Como é esse novo modelo?
O Brasil incentiva indústrias não com base nas vantagens comparativas, mas com base no “conhecimento do negócio”.
Se o conhecimento existe no Brasil, o governo pode avançar e apoiar uma nova indústria.
Por exemplo?
A construção naval. Parabéns ao Brasil por fazer uma revolução racional.
E a questão da inovação?
Está conectada com essa revolução. O Brasil começou inovando na fronteira mundial guiado pelo modelo de suas necessidades específicas (álcool, perfuração em águas profundas), não por um modelo, como no passado, que era baseado no que a ciência determinava como necessário a ser feito em pesquisa e desenvolvimento.
Como a sra. avalia o processo de privatização e as relações entre Estado e empresários?

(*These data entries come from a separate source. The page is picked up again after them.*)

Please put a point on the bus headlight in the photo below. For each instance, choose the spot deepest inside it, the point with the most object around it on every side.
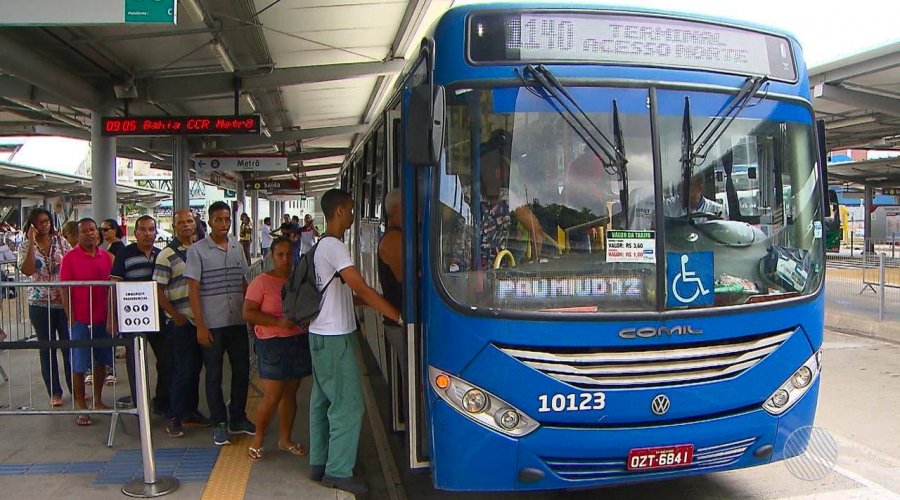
(474, 401)
(480, 405)
(780, 398)
(792, 389)
(507, 418)
(802, 377)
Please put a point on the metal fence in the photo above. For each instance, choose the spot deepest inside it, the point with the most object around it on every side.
(865, 283)
(26, 396)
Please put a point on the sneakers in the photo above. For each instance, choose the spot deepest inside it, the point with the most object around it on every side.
(349, 484)
(220, 435)
(316, 472)
(243, 427)
(174, 428)
(197, 419)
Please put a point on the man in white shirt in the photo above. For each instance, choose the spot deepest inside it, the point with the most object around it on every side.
(336, 403)
(265, 236)
(699, 204)
(644, 211)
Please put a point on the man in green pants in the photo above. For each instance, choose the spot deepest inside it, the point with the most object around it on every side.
(336, 403)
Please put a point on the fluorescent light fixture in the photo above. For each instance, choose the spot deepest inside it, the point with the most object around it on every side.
(221, 54)
(850, 122)
(249, 99)
(193, 9)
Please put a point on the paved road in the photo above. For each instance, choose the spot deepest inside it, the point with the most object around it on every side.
(859, 402)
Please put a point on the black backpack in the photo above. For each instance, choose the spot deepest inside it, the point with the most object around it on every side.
(300, 298)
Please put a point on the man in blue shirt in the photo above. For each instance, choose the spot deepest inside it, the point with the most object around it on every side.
(217, 280)
(136, 263)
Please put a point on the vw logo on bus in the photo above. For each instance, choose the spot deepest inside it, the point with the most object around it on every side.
(660, 404)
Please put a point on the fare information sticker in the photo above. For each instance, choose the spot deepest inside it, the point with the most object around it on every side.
(137, 306)
(631, 246)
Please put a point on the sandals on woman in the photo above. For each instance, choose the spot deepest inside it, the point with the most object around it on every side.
(293, 448)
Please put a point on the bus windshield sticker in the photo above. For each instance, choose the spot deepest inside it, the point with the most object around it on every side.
(586, 288)
(631, 246)
(690, 279)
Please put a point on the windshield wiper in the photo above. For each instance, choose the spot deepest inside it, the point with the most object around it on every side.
(611, 153)
(693, 151)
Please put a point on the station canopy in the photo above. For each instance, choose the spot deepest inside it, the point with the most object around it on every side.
(318, 71)
(19, 181)
(858, 97)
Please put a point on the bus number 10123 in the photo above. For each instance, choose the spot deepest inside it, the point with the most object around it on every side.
(571, 402)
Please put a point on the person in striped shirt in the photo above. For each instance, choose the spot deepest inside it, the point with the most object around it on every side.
(187, 358)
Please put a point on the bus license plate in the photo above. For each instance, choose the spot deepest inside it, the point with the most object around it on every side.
(660, 457)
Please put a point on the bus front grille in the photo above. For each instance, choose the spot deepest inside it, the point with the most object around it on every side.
(671, 365)
(582, 469)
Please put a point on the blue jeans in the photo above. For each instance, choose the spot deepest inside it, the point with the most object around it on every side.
(233, 340)
(159, 342)
(84, 358)
(187, 360)
(51, 324)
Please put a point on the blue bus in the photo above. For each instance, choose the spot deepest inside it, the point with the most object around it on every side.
(580, 309)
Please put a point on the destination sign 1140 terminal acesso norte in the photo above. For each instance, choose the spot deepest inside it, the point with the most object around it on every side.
(114, 126)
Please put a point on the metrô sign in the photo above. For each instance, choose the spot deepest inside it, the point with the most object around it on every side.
(241, 163)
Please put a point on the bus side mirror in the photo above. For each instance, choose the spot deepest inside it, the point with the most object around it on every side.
(424, 136)
(823, 164)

O Brasil melhorou as relações entre o setor de negócios privado e os servidores públicos de alto nível. Agora, por causa da “privatização de veludo”, os dois se complementam, em vez de cortar as gargantas uns dos outros.
O Brasil não fez uma privatização louca das joias da coroa, abrindo mão das melhores empresas públicas para executivos e engenheiros medíocres do exterior.
Qual o papel do setor privado no desenvolvimento?
Para ampliar o conteúdo nacional, a gestão pública pode assumir a liderança. Agora, por exemplo, a Petrobras está começando a usar navios de fornecedores nacionais e a Vale está se movendo na direção da produção de aço.
Como a sra. define o Brasil?
O Brasil é pró-capitalista, nacionalista e anti-imperialista. Com manobras inteligentes na OMC, mostrou uma forma brilhante de luta contra as tendências imperialistas do mundo desenvolvido.
Ficando mais rico, o Brasil não pode esquecer que é ainda um país muito pobre. Não pode imitar as políticas de livre mercado dos mais ricos e esperar se desenvolver.